NMU offers opportunities on an accessible scale, whereas other state schools offer opportunities that are limited by bloated competition.
Rivalry finds its way into the entire college experience. Even before college, students apply for many schools but hope for one. Competition for campus participation is pervasive at larger universities. The edge is the same. Group involvement at NMU means the same on a resume as it does from any other university. It’s the participation that counts.
Opportunities are better in a “small pond” context. Anyone can start a student group or seek out positions on campus that will benefit their career. Ultimately, those are the things that employers look for (and the things that most shape and enrich a student’s experience).
Recently, NMU students received accolade for their work on a statewide level. Dwight Brady’s BC 310 Sports and Special Events class members filmed play-by-play footage for NMU football and hockey games. Two of the filmed hockey games will be featured at the Michigan Association of Broadcasters awards in Lansing, taking both first and second place against the entire state.
In the same week, former Wildcat tight end Robert Saleh, now defensive quality control for the Seattle Seahawks, helped lead the “Legion of Boom,” currently the NFL’s most notorious defensive line to a Super Bowl victory.
These are just two of many NMU success stories that have put the institution on the map. They reflect the advantages of campus participation.

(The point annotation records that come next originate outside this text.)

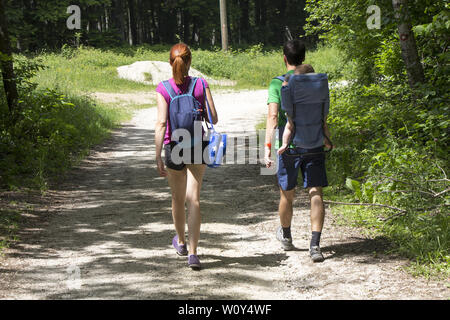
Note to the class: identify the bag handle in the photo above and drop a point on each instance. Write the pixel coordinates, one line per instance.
(207, 106)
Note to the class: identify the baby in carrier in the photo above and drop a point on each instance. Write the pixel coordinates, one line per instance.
(288, 106)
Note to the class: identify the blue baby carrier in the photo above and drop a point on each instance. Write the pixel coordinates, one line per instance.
(184, 110)
(306, 100)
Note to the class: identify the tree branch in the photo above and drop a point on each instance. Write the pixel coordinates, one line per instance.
(365, 204)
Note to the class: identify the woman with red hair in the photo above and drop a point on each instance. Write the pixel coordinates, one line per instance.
(185, 179)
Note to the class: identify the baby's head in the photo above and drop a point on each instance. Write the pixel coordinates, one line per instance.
(304, 68)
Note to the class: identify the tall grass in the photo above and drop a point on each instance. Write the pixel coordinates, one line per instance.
(89, 69)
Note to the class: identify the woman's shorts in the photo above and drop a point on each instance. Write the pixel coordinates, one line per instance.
(312, 167)
(190, 158)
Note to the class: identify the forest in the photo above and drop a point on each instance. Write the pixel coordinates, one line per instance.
(390, 123)
(105, 23)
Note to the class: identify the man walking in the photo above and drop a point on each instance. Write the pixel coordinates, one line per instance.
(312, 167)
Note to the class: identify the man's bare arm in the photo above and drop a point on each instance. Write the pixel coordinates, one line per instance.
(271, 125)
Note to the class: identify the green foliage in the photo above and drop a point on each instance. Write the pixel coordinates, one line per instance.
(49, 130)
(392, 142)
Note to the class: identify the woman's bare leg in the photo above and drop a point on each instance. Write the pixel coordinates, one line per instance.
(195, 174)
(177, 182)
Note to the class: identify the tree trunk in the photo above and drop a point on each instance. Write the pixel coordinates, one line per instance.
(132, 22)
(9, 81)
(408, 45)
(244, 24)
(224, 24)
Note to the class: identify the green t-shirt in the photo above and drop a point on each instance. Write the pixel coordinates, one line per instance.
(275, 97)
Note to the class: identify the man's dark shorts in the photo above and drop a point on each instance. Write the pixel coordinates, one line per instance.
(168, 156)
(311, 165)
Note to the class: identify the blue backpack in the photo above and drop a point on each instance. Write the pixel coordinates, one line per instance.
(184, 110)
(306, 100)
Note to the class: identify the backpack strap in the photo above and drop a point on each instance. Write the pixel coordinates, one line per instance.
(281, 78)
(169, 89)
(323, 126)
(192, 86)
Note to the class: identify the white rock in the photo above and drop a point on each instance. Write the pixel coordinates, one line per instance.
(157, 71)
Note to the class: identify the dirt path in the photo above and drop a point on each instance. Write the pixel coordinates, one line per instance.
(112, 225)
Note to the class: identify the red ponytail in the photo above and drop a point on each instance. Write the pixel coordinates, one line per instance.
(180, 58)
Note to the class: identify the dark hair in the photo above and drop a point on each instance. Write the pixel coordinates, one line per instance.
(306, 68)
(294, 50)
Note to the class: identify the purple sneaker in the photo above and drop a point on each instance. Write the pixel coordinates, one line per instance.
(181, 248)
(194, 262)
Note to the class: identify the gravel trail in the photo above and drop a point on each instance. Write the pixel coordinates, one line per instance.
(109, 230)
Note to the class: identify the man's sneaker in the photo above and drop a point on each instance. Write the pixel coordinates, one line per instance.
(181, 248)
(286, 243)
(316, 254)
(194, 262)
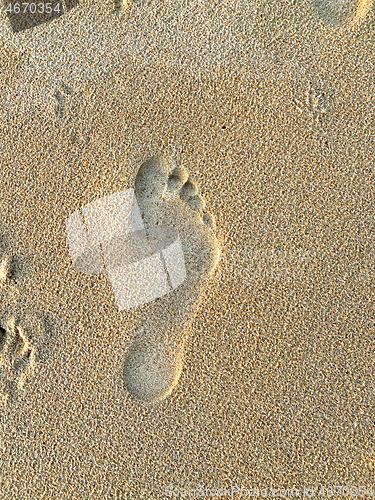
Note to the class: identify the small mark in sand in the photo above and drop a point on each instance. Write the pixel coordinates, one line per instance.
(314, 105)
(59, 92)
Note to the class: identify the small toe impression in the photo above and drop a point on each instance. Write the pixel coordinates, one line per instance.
(152, 177)
(209, 220)
(177, 179)
(188, 190)
(196, 203)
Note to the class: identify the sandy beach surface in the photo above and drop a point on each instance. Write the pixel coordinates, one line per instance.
(271, 110)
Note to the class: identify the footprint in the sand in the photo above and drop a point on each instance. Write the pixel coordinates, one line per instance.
(168, 197)
(17, 359)
(340, 13)
(24, 334)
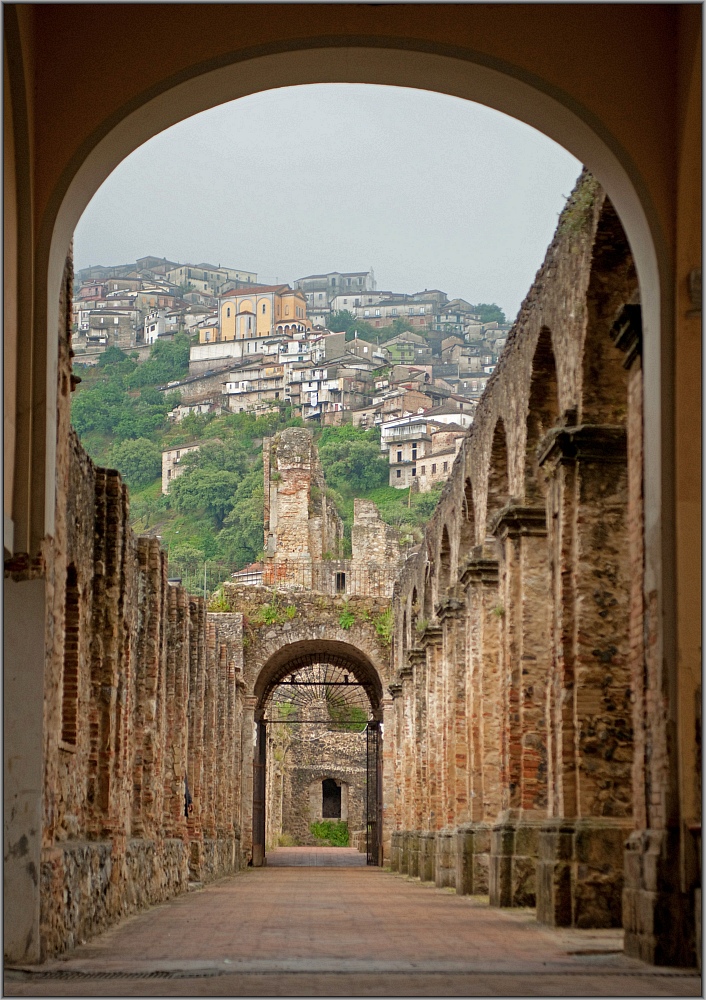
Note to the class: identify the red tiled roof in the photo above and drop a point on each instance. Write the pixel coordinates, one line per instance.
(257, 290)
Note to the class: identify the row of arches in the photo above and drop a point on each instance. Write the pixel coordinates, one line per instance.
(517, 659)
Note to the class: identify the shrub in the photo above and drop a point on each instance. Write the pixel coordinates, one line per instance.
(384, 624)
(330, 832)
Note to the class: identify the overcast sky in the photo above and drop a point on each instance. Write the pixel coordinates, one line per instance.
(431, 191)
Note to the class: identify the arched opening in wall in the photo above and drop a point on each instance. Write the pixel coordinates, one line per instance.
(498, 479)
(318, 755)
(331, 798)
(444, 563)
(613, 285)
(467, 535)
(430, 79)
(542, 413)
(70, 676)
(428, 599)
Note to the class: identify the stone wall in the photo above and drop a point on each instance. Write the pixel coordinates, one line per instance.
(141, 687)
(530, 741)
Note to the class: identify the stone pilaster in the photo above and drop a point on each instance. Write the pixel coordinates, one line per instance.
(590, 764)
(430, 641)
(525, 656)
(472, 841)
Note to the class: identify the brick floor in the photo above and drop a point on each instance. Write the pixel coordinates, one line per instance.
(308, 930)
(317, 857)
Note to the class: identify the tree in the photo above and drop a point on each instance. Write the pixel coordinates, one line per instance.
(139, 461)
(209, 490)
(352, 461)
(185, 558)
(242, 536)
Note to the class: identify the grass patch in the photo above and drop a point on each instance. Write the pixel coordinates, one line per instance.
(330, 833)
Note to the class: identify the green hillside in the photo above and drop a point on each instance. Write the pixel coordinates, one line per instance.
(213, 514)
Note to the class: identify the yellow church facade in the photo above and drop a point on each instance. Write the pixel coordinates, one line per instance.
(261, 311)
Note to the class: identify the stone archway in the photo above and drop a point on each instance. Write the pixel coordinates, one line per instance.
(330, 667)
(66, 165)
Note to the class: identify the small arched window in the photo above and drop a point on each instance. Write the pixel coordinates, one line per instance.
(331, 799)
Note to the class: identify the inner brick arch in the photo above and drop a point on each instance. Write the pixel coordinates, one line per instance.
(498, 477)
(413, 617)
(542, 412)
(293, 656)
(467, 531)
(289, 658)
(199, 87)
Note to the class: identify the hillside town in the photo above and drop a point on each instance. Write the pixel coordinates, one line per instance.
(256, 346)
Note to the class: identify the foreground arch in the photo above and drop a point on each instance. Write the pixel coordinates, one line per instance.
(65, 131)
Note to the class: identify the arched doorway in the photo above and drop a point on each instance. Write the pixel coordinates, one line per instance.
(324, 688)
(443, 54)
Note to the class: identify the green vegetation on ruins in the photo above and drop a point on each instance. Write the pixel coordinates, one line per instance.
(330, 832)
(213, 513)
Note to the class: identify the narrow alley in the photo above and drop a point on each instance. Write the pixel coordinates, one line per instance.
(312, 930)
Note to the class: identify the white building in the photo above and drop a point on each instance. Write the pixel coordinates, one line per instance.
(155, 326)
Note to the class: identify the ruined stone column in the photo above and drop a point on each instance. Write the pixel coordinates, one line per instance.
(451, 613)
(416, 804)
(247, 760)
(397, 818)
(590, 768)
(195, 764)
(523, 614)
(480, 578)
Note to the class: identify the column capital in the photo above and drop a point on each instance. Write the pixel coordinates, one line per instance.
(431, 636)
(415, 655)
(605, 444)
(516, 520)
(479, 568)
(450, 608)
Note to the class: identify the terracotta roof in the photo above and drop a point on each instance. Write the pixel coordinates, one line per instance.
(257, 290)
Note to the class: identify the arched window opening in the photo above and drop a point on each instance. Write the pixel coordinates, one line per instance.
(69, 691)
(330, 799)
(542, 412)
(498, 488)
(428, 609)
(613, 283)
(444, 563)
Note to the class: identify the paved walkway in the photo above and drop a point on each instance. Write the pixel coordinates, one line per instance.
(316, 857)
(320, 931)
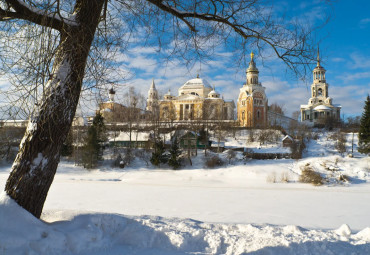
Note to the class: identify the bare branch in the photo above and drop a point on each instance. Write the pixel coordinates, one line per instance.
(32, 14)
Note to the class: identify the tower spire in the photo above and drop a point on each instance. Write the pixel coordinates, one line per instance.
(153, 84)
(318, 55)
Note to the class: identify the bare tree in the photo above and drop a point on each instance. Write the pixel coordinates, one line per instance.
(191, 29)
(277, 108)
(134, 102)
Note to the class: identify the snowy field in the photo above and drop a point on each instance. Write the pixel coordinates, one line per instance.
(243, 208)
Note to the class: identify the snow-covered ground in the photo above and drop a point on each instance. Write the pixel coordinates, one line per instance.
(244, 208)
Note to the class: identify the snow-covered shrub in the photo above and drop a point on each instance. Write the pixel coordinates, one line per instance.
(230, 155)
(310, 176)
(213, 161)
(284, 177)
(271, 178)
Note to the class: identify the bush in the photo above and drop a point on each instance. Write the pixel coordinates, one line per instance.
(174, 160)
(118, 162)
(158, 155)
(284, 177)
(310, 176)
(214, 161)
(271, 178)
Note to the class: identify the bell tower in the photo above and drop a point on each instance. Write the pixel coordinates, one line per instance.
(152, 101)
(319, 87)
(252, 100)
(252, 72)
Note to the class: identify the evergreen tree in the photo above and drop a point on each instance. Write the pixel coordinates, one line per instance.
(93, 150)
(174, 161)
(158, 155)
(364, 133)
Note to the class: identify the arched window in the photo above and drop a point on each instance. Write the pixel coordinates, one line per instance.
(319, 92)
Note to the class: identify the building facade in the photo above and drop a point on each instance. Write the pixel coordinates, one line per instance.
(115, 112)
(252, 101)
(320, 107)
(196, 100)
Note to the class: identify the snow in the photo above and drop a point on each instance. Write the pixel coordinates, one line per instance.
(228, 210)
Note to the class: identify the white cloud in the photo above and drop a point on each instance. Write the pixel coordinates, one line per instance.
(359, 61)
(364, 22)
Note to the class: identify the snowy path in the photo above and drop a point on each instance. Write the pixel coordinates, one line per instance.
(238, 194)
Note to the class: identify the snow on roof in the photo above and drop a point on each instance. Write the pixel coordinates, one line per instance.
(287, 137)
(322, 107)
(197, 82)
(125, 136)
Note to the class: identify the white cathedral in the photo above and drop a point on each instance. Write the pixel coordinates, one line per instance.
(320, 107)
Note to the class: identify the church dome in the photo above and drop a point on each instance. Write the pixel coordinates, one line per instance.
(322, 108)
(199, 87)
(213, 94)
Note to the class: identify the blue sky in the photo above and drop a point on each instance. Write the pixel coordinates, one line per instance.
(344, 48)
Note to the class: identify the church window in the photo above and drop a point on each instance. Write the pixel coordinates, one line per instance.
(319, 91)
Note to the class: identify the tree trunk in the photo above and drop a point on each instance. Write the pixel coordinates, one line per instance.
(35, 165)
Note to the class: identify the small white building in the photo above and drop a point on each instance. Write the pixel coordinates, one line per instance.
(320, 106)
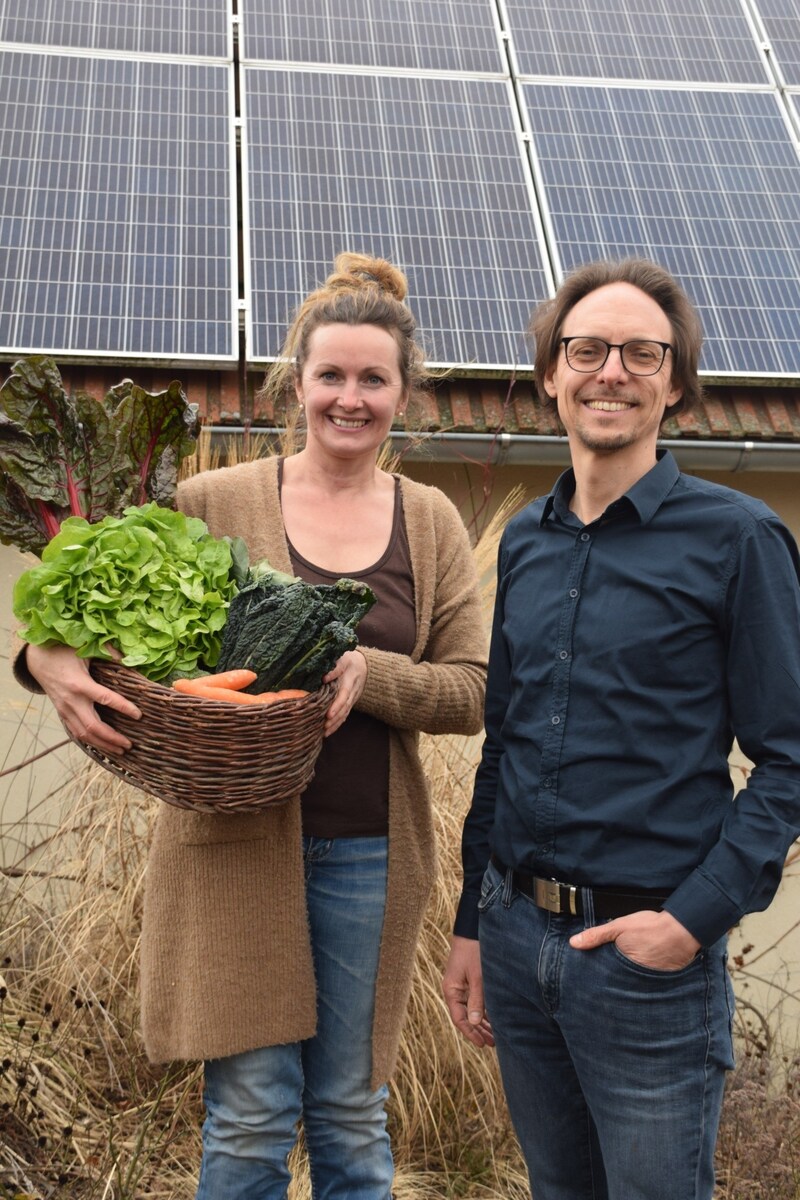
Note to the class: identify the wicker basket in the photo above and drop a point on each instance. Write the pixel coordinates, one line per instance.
(212, 756)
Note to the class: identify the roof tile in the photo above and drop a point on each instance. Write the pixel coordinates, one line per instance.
(465, 406)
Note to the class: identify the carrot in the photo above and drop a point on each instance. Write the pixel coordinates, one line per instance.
(214, 693)
(233, 679)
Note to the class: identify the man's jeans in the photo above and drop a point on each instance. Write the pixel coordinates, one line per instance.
(254, 1101)
(613, 1072)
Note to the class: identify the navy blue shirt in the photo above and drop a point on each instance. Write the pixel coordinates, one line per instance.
(626, 654)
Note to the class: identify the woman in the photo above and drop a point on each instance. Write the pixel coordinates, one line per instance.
(278, 946)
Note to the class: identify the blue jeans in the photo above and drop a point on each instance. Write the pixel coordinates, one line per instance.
(613, 1072)
(256, 1101)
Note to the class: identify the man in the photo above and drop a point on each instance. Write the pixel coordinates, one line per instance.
(643, 619)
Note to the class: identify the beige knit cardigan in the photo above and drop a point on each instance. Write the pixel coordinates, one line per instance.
(226, 954)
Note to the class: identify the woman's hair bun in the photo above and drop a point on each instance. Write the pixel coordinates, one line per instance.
(352, 270)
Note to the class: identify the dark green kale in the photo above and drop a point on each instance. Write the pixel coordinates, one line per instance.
(290, 633)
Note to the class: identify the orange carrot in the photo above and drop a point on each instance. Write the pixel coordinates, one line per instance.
(214, 693)
(233, 679)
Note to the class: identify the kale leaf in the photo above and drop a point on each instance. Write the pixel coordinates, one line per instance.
(292, 633)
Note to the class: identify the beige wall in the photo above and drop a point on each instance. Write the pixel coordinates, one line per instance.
(28, 726)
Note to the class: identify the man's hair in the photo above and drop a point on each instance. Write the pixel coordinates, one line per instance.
(547, 321)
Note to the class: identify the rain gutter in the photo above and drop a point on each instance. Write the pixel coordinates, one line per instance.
(542, 450)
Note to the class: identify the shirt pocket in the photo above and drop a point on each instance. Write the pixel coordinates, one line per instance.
(491, 888)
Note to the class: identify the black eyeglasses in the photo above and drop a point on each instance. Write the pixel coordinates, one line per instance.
(639, 357)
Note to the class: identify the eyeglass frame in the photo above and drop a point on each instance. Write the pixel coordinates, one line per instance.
(615, 346)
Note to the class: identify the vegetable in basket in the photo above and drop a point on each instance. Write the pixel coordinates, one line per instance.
(154, 582)
(290, 633)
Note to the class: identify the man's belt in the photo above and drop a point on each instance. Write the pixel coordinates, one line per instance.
(566, 899)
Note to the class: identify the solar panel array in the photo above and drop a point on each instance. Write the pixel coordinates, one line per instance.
(485, 145)
(118, 190)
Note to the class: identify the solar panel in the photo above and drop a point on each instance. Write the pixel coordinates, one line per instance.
(425, 172)
(198, 28)
(116, 211)
(707, 183)
(455, 35)
(695, 41)
(781, 22)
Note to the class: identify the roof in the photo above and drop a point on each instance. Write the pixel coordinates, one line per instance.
(470, 406)
(467, 406)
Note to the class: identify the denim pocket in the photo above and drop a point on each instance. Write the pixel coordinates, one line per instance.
(657, 972)
(491, 888)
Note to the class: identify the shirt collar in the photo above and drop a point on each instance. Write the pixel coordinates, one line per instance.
(645, 497)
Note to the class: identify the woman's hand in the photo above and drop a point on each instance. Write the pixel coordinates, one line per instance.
(350, 675)
(73, 693)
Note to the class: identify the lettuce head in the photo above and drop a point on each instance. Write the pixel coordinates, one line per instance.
(152, 582)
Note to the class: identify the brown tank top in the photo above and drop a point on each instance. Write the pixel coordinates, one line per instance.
(348, 796)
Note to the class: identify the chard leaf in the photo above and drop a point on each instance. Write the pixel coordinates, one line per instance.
(73, 455)
(152, 433)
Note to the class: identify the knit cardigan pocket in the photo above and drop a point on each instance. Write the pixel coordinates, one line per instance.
(188, 828)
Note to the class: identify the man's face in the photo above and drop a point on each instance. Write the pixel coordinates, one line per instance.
(612, 409)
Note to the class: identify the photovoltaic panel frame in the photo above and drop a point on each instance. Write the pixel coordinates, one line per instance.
(695, 41)
(781, 22)
(116, 208)
(179, 28)
(705, 183)
(435, 35)
(426, 172)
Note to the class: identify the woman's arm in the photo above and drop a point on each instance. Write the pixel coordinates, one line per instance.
(74, 694)
(444, 691)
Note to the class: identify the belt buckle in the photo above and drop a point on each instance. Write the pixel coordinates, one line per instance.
(547, 894)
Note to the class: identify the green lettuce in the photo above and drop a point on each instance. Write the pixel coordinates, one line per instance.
(65, 456)
(152, 582)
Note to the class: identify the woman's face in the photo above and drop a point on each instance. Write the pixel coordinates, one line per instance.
(352, 388)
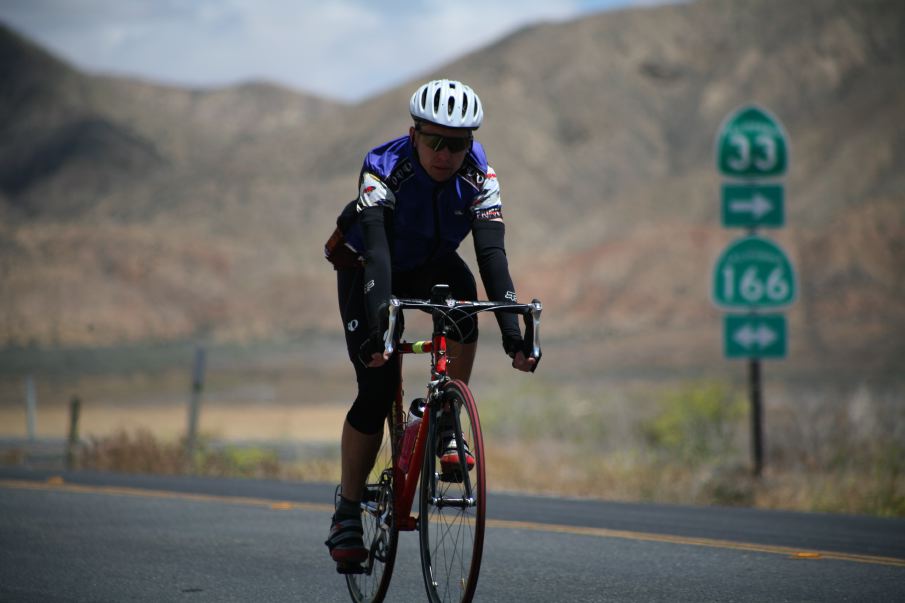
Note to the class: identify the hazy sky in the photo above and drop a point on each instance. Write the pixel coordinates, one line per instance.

Education is about sharing knowledge and ideas while engaging with the resources and people around to create meaningful experiences.
If you have to compete with hundreds (or thousands, or tens of thousands) of other students for that DJ position at the student radio station or that scholarship specific to your field, you probably won’t get that experience.
Opportunities are ubiquitous at NMU, but they won’t find you. There are few “win-wins” in college. Campus participation is certainly one.